For women, the number of new cases of colorectal cancer is projected to increase by 30 per cent, from 5,883 in 2001 to 7,673 in 2011. For men, the increase is predicted to be from 6,961 in 2001 to 9,294 in 2011. Furthermore, more than 75 per cent of people with bowel cancer do not have a family history of the disease. It is therefore even more important that the screening program is widened so that all Australians in the higher risk groups are regularly screened. According to a report into cancer incidence projections for 2011, the incidence of bowel cancer will increase per 100,000 people from 51 for 50- to 54-year-olds, 85.3 for 55- to 59-year-olds, 136.8 for 60- to 64-year-olds, 203.6 for 65- to 69-year-olds, until it peaks at a massive 435.8 for those over 85.

But those are just dry facts and figures. Consider the personal cost—the initial shock, and possibly despair, of people facing this potentially fatal disease, then the realities of chemotherapy, during which many people are terribly sick and suffer dreadful side effects. After all that, many patients are still severely restricted in what they can do, and the impact on their lives can be protracted, if not enduring.

I have received many emails from constituents on this important health matter and some have been heartbreakingly personal. One young woman said that her grandfather would perhaps be alive to see his grandchildren had he not died from bowel cancer.  On the strength of that, her father took advantage of the screening program and was thankfully declared clear—this time. Another constituent told me that she had lost her mother to this disease at the distressingly young age of 42 years old and she is undergoing regular treatment for a related condition.

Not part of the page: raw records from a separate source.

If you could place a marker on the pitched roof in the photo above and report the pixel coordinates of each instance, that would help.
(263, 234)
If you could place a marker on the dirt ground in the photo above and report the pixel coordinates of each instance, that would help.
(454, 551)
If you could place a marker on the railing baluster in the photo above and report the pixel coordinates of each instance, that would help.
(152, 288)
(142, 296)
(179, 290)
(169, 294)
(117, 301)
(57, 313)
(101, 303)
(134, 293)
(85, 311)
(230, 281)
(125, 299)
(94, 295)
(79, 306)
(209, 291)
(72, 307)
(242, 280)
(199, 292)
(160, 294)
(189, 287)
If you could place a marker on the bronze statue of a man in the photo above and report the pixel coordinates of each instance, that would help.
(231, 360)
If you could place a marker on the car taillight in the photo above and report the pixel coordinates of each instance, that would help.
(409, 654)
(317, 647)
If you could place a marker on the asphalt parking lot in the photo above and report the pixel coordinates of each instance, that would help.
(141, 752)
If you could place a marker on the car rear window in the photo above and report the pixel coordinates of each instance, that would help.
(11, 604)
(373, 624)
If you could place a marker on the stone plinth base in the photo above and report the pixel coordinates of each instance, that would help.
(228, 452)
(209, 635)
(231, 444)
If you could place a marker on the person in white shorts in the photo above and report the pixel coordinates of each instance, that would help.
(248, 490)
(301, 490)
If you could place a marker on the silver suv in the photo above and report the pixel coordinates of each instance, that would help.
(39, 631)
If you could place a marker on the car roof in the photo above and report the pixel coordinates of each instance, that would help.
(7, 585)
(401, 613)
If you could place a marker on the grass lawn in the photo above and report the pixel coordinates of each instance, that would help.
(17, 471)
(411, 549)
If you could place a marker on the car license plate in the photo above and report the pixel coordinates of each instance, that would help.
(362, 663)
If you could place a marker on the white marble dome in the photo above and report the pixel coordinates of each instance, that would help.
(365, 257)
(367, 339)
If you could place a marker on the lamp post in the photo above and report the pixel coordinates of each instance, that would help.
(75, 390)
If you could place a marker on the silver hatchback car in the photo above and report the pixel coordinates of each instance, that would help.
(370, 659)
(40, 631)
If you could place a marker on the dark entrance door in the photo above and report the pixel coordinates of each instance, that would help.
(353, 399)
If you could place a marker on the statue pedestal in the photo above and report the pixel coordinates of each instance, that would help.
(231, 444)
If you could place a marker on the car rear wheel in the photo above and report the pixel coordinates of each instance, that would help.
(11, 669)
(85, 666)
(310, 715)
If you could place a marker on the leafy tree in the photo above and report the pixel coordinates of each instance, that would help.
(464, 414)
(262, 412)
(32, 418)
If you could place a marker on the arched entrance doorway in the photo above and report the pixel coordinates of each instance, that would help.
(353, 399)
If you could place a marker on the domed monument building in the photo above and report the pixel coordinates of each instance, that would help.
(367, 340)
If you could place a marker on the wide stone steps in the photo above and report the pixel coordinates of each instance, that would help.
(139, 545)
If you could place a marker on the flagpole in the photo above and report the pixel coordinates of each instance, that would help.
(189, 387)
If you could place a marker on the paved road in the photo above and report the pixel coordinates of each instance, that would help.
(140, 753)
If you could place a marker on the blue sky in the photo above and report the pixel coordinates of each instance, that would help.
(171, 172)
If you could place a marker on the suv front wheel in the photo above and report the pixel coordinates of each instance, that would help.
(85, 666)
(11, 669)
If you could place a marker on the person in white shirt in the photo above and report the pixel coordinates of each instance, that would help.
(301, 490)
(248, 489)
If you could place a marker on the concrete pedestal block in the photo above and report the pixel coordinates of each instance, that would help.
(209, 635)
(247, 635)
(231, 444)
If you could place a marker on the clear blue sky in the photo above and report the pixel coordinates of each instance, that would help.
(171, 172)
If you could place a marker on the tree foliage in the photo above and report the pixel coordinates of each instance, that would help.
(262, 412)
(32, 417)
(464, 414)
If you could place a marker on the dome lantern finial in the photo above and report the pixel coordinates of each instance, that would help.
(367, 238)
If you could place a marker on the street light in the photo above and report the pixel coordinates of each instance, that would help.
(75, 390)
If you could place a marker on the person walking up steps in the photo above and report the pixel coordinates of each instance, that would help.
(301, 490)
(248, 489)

These are real people who, without an expanded screening program, face an uncertain future. We have seen the success of the biennial mammogram screening program and the impact it has had on the early detection and therefore increased survival rates of people who have breast cancer. Not only does it make sense but it is our responsibility to ensure that improved medical techniques are used not just to save money but to save heartache, worry, diminished quality of life and, ultimately, lives.